On the question of ECJ rulings, the hon. Gentleman will have to accept that it would be foolish of the Government to try to assume what the ECJ may say in future about cases which may or may not come before it. The Government's purpose is to develop a robust, active corporate tax system which is on all fours with the legal requirements, and that is precisely what we are doing. The hon. Gentleman's obsession with the ECJ blurs a more strategic focus on what the corporate tax system should look like.
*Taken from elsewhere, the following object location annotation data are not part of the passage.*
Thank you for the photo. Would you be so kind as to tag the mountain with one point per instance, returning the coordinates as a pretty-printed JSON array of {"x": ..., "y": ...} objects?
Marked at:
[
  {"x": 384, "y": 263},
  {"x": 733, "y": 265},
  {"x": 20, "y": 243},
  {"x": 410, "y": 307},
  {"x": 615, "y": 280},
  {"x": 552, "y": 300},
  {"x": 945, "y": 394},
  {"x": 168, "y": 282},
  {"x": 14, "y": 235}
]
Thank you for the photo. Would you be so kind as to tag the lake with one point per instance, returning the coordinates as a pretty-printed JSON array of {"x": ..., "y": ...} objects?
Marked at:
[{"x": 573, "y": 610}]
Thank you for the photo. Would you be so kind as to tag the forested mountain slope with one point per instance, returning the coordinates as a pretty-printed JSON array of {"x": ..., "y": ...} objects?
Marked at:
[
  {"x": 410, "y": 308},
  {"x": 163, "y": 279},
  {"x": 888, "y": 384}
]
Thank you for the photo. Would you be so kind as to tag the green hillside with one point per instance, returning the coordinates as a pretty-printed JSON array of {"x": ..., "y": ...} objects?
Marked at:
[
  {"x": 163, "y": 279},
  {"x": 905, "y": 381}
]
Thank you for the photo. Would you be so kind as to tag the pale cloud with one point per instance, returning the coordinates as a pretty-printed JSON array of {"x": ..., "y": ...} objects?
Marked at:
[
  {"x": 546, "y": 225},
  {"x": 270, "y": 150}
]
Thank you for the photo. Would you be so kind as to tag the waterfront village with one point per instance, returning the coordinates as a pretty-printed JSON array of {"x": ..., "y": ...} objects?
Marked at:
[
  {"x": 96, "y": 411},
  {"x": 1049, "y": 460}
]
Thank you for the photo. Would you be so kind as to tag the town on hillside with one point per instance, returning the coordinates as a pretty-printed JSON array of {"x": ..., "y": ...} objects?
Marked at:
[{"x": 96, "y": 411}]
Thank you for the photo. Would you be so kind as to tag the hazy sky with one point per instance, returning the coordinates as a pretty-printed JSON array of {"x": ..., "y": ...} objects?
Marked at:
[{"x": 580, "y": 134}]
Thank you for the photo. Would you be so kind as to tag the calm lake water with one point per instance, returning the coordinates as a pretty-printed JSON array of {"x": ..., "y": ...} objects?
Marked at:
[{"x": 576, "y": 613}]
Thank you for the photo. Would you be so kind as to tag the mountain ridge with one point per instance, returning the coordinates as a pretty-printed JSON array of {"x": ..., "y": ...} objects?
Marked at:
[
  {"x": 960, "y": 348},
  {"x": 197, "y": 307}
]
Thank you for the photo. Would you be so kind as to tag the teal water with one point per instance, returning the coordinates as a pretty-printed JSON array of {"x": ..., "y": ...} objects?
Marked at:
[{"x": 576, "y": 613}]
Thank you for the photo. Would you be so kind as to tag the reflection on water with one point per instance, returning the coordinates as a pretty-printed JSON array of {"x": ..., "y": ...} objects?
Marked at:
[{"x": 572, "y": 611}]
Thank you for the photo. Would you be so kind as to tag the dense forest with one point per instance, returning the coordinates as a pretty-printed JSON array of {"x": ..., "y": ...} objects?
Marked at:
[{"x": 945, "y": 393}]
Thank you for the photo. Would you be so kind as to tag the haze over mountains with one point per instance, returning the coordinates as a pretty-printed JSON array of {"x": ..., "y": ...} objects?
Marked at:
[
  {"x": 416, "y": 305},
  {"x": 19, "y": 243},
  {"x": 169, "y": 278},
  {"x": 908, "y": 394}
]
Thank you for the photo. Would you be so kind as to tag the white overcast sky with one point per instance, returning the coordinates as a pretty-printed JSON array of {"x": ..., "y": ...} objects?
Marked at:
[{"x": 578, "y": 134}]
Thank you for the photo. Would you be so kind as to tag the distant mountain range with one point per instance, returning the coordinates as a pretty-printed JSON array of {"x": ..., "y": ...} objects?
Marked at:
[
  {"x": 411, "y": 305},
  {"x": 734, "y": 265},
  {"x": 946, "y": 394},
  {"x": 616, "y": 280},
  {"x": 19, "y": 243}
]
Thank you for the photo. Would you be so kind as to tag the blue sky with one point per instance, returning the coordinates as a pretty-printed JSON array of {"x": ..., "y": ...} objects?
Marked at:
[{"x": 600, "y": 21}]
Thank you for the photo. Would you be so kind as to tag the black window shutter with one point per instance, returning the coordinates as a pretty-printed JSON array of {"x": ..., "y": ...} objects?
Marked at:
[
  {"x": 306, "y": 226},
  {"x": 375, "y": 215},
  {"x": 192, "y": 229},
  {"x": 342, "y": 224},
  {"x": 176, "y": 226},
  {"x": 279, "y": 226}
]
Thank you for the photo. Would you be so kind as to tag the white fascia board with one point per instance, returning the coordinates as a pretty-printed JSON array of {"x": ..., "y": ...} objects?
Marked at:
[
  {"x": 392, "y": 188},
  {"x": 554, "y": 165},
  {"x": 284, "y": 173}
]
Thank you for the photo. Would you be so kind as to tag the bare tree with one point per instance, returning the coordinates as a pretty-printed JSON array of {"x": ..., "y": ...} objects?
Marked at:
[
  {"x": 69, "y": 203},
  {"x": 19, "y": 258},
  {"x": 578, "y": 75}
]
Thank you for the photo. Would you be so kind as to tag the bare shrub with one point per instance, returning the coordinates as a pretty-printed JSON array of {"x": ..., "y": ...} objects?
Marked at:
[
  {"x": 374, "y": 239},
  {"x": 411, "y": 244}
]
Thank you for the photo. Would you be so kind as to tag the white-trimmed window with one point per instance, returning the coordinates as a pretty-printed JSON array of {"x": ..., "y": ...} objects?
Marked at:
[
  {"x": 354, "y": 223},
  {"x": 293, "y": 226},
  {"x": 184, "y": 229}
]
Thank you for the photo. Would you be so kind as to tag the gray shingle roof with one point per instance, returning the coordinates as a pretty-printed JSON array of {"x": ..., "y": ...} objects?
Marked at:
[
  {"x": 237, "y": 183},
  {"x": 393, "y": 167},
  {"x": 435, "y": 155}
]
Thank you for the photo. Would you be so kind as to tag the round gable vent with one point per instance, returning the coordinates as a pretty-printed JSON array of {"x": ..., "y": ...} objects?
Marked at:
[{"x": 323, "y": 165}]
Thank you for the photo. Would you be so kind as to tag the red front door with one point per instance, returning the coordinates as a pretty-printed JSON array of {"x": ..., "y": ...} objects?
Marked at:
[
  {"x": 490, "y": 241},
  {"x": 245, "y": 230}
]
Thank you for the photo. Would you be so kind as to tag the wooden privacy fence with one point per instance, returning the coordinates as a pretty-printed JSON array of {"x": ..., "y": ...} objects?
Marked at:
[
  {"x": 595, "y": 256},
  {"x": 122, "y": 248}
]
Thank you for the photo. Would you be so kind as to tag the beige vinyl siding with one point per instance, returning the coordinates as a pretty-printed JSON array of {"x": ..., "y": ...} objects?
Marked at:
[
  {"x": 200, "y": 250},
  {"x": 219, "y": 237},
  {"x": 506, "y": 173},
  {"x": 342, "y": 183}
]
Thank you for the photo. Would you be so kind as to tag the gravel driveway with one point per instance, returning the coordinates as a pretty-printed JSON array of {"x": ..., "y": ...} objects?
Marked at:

The discussion with business has been very productive and is continuing, but it has far-reaching consequences for changes in the tax system. The hon. Gentleman should remember the changes to intellectual property rights, research and development tax credits, and capital gains tax or the improvements to the taper, where we moved away from indexation. There is a question of the speed at which agreement is achieved by business and Government as we take on these changes.
Mr. Prisk rose—
Order. With great respect to the hon. Gentleman and the right hon. Lady, I think that she has been tempted down this road quite far enough. It is well removed from the scope of the clause. It is perhaps an important matter for another debate at another time, perhaps in a different place, but not in this Committee.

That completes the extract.